Got the backplate in the water today - TOTALLY comfortable. Just need to loosen my shoulder straps up a bit - my suit is thicker than I thought when I adjusted it for fit.
#1 PROBLEM: Top bolt in the backplate/wing fell out, so when I inflated the wing on the surface at the end of the dive, it pushed the tank off the backplate, popped the buckle open, and I'm left with a 200m surface swim trying to hold a tank in one hand and a regulator in the other. The bolt for the top hole HAS to go through the harness webbing, as the webbing crosses the backplate DIRECTLY over the bolt hole, and there is even an eyelet in the harness webbing for this. The supplied bolt was simply too short, and didn't have enough thread engaged to grab and stay put. I'm not talking about the bolt going through the tank cam strap, but the backplate harness itself. There's no way to move the harness webbing out of the way of the hole - that's where it lines up.

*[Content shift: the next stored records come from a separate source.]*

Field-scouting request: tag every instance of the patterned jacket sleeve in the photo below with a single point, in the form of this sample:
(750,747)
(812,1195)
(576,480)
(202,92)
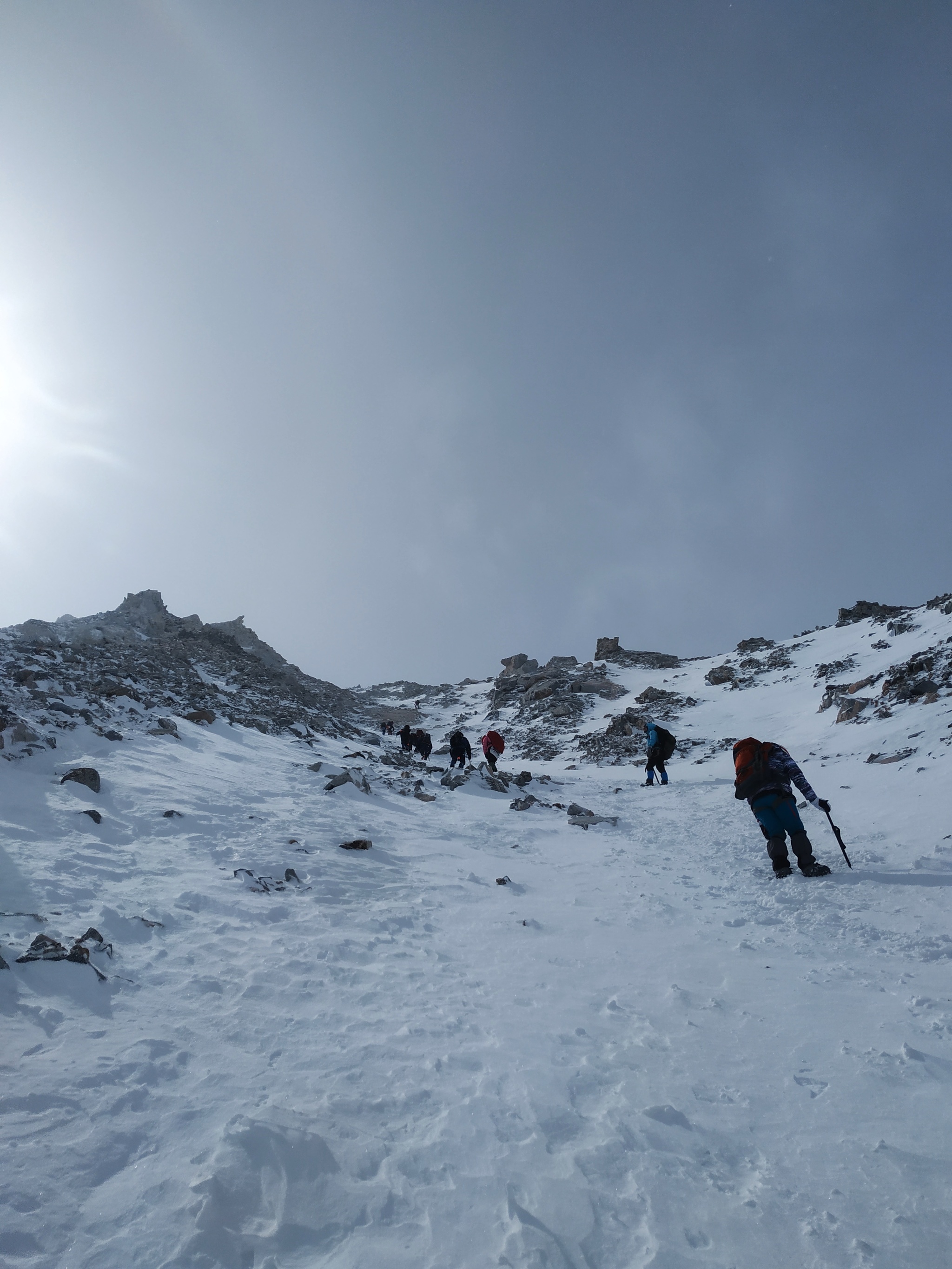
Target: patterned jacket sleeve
(782,762)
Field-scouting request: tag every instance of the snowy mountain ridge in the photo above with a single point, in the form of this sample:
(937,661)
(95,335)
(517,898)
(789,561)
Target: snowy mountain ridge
(550,1017)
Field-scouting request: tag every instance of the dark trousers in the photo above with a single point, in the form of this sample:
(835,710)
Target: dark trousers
(655,760)
(779,816)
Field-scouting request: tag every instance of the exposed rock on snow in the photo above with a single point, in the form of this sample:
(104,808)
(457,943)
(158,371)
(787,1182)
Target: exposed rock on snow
(862,609)
(88,776)
(610,650)
(445,1069)
(139,660)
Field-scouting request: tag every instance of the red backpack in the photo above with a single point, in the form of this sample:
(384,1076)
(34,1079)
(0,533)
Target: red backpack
(751,769)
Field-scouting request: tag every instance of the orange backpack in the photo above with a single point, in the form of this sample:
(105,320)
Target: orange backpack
(751,771)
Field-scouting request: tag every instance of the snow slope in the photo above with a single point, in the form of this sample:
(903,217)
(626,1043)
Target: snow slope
(643,1050)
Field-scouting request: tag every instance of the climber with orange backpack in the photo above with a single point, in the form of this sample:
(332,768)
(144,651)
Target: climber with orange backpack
(493,747)
(661,747)
(763,776)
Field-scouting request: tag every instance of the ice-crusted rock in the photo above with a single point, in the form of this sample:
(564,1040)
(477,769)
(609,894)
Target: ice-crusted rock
(140,664)
(866,608)
(610,650)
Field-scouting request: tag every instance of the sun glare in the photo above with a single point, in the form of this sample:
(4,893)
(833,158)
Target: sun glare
(42,437)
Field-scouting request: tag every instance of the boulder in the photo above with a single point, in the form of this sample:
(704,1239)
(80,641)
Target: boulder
(348,777)
(88,776)
(922,688)
(522,804)
(851,710)
(513,664)
(865,608)
(201,716)
(652,696)
(164,727)
(754,645)
(610,650)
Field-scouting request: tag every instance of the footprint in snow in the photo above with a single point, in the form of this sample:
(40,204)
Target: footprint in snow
(669,1116)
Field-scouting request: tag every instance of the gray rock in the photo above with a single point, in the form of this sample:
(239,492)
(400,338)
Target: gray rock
(610,650)
(454,780)
(88,776)
(851,710)
(754,645)
(164,727)
(865,608)
(348,777)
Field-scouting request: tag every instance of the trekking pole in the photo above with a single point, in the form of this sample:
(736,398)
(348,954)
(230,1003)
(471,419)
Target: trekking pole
(837,834)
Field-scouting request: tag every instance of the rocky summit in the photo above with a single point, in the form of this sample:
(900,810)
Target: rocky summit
(125,672)
(276,994)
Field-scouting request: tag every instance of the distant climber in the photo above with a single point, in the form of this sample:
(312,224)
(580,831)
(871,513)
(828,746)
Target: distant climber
(493,747)
(460,750)
(763,777)
(661,747)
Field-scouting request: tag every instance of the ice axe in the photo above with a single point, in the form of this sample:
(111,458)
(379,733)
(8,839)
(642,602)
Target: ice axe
(838,837)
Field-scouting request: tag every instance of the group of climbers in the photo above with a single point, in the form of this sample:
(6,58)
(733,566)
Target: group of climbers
(418,740)
(765,772)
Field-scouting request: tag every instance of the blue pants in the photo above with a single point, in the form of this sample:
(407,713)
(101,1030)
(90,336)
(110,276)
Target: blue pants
(777,815)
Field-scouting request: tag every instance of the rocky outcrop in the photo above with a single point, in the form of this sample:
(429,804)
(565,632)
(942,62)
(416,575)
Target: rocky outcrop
(610,650)
(864,609)
(143,667)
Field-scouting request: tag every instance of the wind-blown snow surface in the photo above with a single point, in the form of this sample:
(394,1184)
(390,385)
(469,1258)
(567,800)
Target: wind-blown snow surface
(641,1051)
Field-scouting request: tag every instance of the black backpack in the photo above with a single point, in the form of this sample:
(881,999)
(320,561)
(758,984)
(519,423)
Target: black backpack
(667,744)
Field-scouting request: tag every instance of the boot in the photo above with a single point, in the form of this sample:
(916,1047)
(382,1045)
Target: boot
(815,870)
(803,849)
(777,851)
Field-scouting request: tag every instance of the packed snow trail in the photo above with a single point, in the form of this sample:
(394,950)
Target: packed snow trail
(643,1050)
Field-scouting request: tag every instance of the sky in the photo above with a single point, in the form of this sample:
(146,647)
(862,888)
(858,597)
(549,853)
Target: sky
(427,333)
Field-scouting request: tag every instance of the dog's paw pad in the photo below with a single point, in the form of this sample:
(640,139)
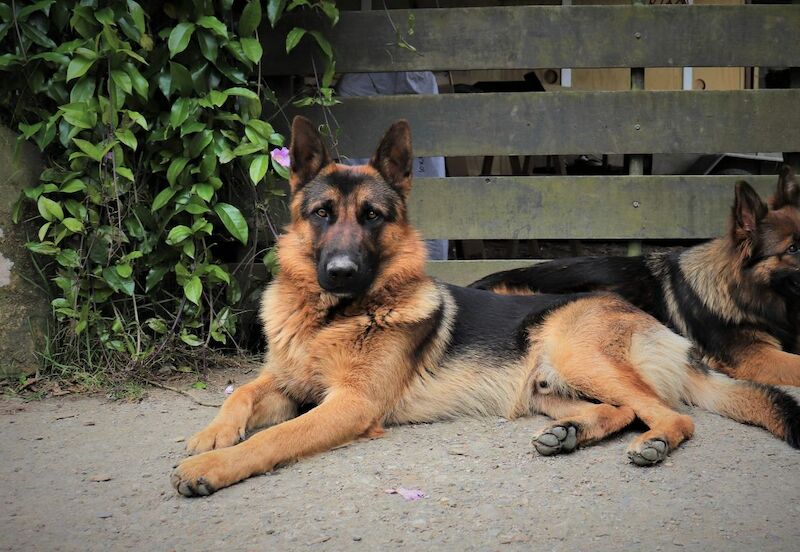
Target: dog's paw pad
(556,439)
(649,452)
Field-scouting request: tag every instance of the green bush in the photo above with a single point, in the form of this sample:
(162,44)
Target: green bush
(149,116)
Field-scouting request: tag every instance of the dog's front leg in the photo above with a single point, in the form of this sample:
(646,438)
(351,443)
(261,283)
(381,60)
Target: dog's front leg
(255,404)
(344,415)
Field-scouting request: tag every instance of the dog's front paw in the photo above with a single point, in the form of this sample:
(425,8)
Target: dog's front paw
(556,439)
(216,436)
(205,474)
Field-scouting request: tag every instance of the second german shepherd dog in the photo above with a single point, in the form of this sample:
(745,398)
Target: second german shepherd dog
(735,297)
(355,327)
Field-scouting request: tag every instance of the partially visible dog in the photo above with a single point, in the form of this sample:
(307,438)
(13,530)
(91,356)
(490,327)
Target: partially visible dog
(735,297)
(356,327)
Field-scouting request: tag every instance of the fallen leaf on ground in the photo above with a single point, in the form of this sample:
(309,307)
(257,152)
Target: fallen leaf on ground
(408,494)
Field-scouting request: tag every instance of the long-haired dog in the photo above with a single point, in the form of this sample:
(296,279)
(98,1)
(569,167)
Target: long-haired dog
(736,297)
(355,327)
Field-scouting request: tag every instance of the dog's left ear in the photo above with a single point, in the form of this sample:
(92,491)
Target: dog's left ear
(394,158)
(788,192)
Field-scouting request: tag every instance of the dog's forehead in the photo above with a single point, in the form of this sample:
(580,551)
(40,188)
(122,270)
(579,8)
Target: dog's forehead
(343,181)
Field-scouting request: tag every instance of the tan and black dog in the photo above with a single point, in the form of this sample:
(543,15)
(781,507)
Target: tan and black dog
(355,327)
(736,297)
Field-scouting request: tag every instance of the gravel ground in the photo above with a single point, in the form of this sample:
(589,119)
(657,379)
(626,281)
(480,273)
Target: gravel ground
(90,474)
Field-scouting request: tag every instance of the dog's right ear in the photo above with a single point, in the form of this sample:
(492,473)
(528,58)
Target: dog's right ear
(308,153)
(788,192)
(748,211)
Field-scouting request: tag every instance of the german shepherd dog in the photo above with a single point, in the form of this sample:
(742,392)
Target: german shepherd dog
(735,297)
(355,327)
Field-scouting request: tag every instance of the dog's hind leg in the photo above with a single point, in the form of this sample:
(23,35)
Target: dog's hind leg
(768,365)
(255,404)
(588,370)
(577,422)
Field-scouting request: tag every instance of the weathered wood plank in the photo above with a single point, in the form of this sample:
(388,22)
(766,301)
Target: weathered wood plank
(462,273)
(550,36)
(574,122)
(576,207)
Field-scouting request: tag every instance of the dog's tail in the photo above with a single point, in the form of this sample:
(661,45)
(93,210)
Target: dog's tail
(674,368)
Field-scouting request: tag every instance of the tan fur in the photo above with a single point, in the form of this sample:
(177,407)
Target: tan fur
(361,362)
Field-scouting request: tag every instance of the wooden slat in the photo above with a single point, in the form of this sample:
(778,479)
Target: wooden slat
(573,122)
(548,36)
(576,207)
(462,273)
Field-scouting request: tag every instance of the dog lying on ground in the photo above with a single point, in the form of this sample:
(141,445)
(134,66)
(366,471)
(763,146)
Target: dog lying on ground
(735,297)
(355,326)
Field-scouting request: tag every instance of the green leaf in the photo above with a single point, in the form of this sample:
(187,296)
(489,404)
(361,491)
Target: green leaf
(44,248)
(329,8)
(324,45)
(43,230)
(179,38)
(178,234)
(209,46)
(122,80)
(78,67)
(73,225)
(180,111)
(293,38)
(204,191)
(117,283)
(72,186)
(252,49)
(124,270)
(258,168)
(191,339)
(233,221)
(213,24)
(175,169)
(137,14)
(125,136)
(251,18)
(68,258)
(154,276)
(162,198)
(218,272)
(49,209)
(140,83)
(275,10)
(125,172)
(180,79)
(243,92)
(193,289)
(137,118)
(89,149)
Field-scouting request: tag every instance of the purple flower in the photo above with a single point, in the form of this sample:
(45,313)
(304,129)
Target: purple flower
(281,157)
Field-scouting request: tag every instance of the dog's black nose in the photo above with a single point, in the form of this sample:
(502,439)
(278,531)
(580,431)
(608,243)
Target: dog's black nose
(341,270)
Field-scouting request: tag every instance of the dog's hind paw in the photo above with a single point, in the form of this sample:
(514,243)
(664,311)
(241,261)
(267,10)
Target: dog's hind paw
(648,452)
(556,439)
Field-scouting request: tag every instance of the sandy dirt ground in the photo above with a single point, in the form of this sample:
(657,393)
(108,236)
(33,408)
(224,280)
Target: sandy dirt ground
(91,474)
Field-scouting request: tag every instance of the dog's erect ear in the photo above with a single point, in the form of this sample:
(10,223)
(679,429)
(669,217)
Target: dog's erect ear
(394,158)
(748,210)
(788,192)
(308,152)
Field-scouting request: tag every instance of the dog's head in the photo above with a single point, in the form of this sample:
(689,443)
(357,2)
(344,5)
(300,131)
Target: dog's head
(350,216)
(769,234)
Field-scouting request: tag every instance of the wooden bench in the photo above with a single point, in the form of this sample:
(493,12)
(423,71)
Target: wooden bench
(634,122)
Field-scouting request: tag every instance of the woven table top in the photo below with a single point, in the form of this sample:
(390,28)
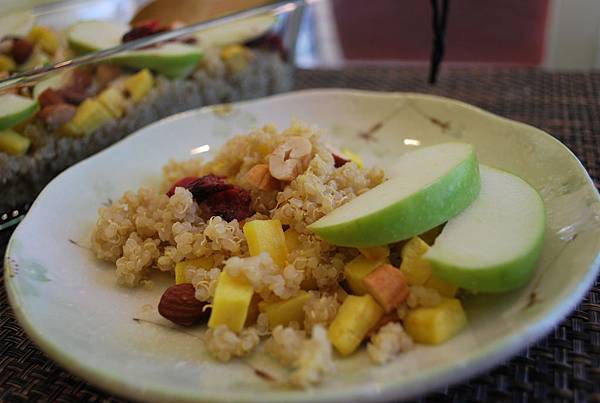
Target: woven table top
(564,366)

Anyway, upshot was my tank slid out. Screwed up an otherwise excellent dive at Pebble Beach (yeah, the golf course) that included some seals and a leopard shark.
So I'm looking at an STA (the extra weight would help as well), my question is, is the STA (apart from having decent bolts) going to help hold the tank more securely? My Pioneer wing has the integrated STA, but that relies on just wedging the tank against the wing material for stability, rather than in a metal "groove" so to speak.
Thoughts?
PS Interesting prelude to the dive was another diver coming out of the water on a kayak rather stressed about his 3 buddies who had somehow all ended up stranded on some rocks with their kayaks because of waves or swell - so he calls 911, police show up, and he and his stranded buddies are nowhere to be found - police are asking US if we're alright and need assistance, and the Pebble Beach staff are going nuts about lost divers off their private beach (where it is permitted to dive with a reservation). No idea if the other divers got out okay or what. Thing was when we were in the water (within 30 minutes of this happening) conditions where about as ideal as you could hope for a shore dive. Guessing and hoping they got off the rocks and kayaked around the next point to safety.